Given a positive integer $n$, you need to find the lexicographically smallest permutation $p$ of $1 \sim n$ such that the value of $\text{gcd}(1\times p_1, 2\times p_2, \cdots, n \times p_n)$ is maximized.

Where:

• A permutation of $1 \sim n$ is a sequence of length $n$ where each number from $1 \sim n$ appears exactly once.
• $\text{gcd}(x_1, x_2, \cdots, x_n)$ denotes the greatest common divisor of $x_1, x_2, \cdots, x_n$.
• For two permutations $a$ and $b$ of $1 \sim n$, $a$ is lexicographically smaller than $b$ if and only if there exists a positive integer $i$ such that the first $i-1$ elements of $a$ and $b$ are identical, and $a_i < b_i$.

Input

The input consists of a single line containing a positive integer $n$ ($2 \leq n \leq 10^5$).

Output

Output a single line containing $n$ positive integers, representing the permutation $p$ that satisfies the conditions.

Examples

Input 1

2

Output 1

2 1

Input 2

3

Output 2

1 2 3

Note

For the first example:

• When $p=\{1, 2\}$, $\text{gcd}(1\times 1, 2\times 2) = 1$.
• When $p=\{2, 1\}$, $\text{gcd}(1\times 2, 2\times 1) = 2$.

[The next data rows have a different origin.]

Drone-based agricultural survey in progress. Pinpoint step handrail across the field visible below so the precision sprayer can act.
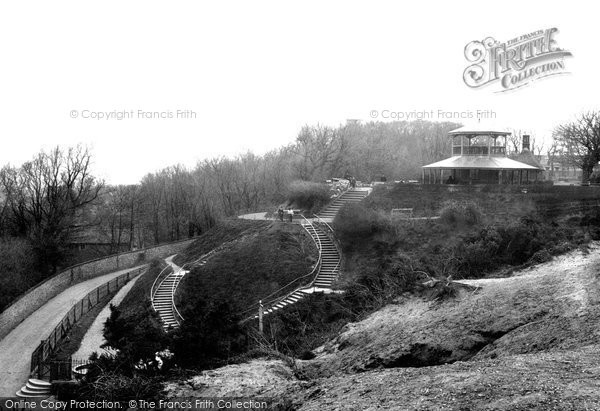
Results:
[150,265,171,311]
[171,272,185,326]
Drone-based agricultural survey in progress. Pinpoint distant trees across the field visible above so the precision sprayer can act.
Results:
[0,117,459,308]
[554,111,600,182]
[0,146,103,273]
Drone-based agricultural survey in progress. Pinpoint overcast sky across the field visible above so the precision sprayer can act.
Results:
[0,0,600,183]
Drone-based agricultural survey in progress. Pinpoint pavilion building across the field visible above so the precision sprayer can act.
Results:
[423,125,544,184]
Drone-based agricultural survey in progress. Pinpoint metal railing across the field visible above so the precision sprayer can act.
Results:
[314,214,342,282]
[150,265,172,311]
[30,266,147,379]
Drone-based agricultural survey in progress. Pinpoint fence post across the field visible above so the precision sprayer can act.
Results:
[258,300,263,335]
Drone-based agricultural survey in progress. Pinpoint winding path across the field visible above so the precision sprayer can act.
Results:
[72,275,142,361]
[0,268,147,397]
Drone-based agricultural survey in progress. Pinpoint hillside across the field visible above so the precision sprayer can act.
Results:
[168,243,600,410]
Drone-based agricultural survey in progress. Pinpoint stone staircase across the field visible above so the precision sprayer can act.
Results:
[253,188,371,318]
[319,187,371,223]
[17,378,52,399]
[152,270,185,331]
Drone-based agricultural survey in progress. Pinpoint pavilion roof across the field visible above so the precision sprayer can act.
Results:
[423,156,542,170]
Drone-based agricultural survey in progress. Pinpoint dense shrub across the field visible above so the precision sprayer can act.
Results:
[288,181,331,213]
[172,298,247,369]
[54,355,163,401]
[333,203,387,246]
[104,260,170,371]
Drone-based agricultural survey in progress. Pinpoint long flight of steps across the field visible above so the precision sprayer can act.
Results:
[152,270,186,331]
[17,378,52,398]
[319,188,370,222]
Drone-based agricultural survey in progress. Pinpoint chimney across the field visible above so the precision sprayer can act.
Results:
[523,134,531,151]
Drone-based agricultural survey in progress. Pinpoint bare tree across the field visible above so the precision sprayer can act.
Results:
[0,146,103,272]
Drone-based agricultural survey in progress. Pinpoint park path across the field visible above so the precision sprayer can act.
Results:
[0,268,147,397]
[238,211,272,220]
[73,275,141,361]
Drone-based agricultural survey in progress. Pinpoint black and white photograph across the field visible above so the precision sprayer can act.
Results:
[0,0,600,411]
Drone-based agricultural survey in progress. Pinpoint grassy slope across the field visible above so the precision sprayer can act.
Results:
[169,245,600,411]
[177,222,316,317]
[173,219,270,265]
[292,244,600,410]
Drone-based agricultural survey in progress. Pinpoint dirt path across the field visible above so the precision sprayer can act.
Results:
[73,275,141,360]
[0,268,146,397]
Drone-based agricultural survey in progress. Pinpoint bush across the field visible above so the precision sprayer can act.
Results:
[104,260,170,371]
[590,171,600,183]
[288,181,331,213]
[0,237,41,312]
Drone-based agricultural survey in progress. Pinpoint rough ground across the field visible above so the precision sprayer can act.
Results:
[163,244,600,410]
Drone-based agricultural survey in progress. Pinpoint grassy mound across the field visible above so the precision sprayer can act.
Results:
[177,223,317,317]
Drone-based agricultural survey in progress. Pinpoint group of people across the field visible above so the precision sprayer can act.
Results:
[277,207,294,223]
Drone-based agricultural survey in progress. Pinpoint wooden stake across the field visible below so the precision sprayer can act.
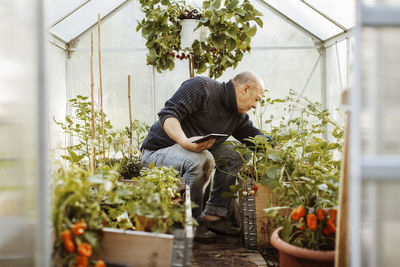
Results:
[128,75,133,149]
[97,14,106,165]
[189,54,194,78]
[335,90,350,267]
[90,33,96,174]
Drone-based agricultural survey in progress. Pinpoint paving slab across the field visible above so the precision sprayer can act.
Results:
[192,235,268,267]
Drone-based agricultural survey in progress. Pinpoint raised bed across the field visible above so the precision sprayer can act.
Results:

Thus, $\{2, 1\}$ is the permutation $p$ that satisfies the condition.

For the second example:

• When $p=\{1, 2, 3\}$, $\text{gcd}(1\times 1, 2\times 2, 3\times 3) = 1$.
• When $p=\{1, 3, 2\}$, $\text{gcd}(1\times 1, 2\times 3, 3\times 2) = 1$.
• When $p=\{2, 1, 3\}$, $\text{gcd}(1\times 2, 2\times 1, 3\times 3) = 1$.
• When $p=\{2, 3, 1\}$, $\text{gcd}(1\times 2, 2\times 3, 3\times 1) = 1$.
• When $p=\{3, 1, 2\}$, $\text{gcd}(1\times 3, 2\times 1, 3\times 2) = 1$.
• When $p=\{3, 2, 1\}$, $\text{gcd}(1\times 3, 2\times 2, 3\times 1) = 1$.

Thus, $\{1, 2, 3\}$ is the permutation $p$ that satisfies the condition.